Paolo Ciriega dans 125 évoque le bain de sang du conflit russo-ukrainien dans une installation qui constitue un anti-monument à la symbolique complexe. L’artiste s’attaque à démonter la rhétorique de la propagande. Un bouclier anti-émeute arraché aux forces de l’ordre sert d’écran aux documents historiques et à la mise en scène des gestes révolutionnaires d’auto-défense.
« La création d’une image peut transiter de façon fluide d’un acte performatif ou théâtral en une intervention sculpturale contextualisée par une archive trouvée, et s’ancrant dans un narration construite socialement », cette citation qui semble décrire la méthode de Ciriega est en fait due à Max Pinckers.
Il revendique pour lui une pratique du documentaire spéculatif. Il affirme que les images qu’il produit « sont conscientes de leur nature déceptive et sont capables de se questionner elles-mêmes de façon critique. » Pour dénoncer la fictionnalisation de l’information, l’orchestration médiatique des peurs il illustre différentes stratégies médiatiques falsifiées comme celle d’Ali Shalal Qaisi qui s’affirme publiquement comme le prisonnier photographié à Abu Graib. Pour mieux développer son point de vue spéculatif il n’hésite pas à intégrer à ses expositions comme à ses publications, revendiquées à compte d’auteur, articles de presse, extraits radio-diffusés, captures d’écran, images documentaires ou plus métaphoriques et interviews.

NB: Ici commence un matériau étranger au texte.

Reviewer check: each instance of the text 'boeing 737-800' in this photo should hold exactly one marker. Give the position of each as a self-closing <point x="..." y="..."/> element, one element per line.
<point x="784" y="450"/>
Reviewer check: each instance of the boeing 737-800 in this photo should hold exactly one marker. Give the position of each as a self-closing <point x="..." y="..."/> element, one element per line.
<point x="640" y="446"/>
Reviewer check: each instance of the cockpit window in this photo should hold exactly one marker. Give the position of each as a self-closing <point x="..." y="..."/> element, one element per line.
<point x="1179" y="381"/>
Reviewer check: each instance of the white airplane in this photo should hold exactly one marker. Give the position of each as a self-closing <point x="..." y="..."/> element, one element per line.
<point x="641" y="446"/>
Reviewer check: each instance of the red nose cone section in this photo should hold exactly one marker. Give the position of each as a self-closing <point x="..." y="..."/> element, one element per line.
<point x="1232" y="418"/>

En quelques années la conscience politique des producteurs d’images leur a permis d’ouvrir le champ de leurs sources iconiques pour passer de simples préoccupations identitaires, certes revendicatives au sein de leur communauté, à des pratiques documentaires critiques ou à des fictions documentaires. Cette évolution leur a permis de traiter différents grands sujets existentiels et politiques au sens large déterminant notre manière d’être aujourd’hui et de répondre aux agressions du réel. Notre vie aujourd’hui ne peut se comprendre sans lien au passé, à l’histoire. Mais d’autres profitent de ces arrangements photographiques pour envisager une prospection sur le devenir de nos sociétés.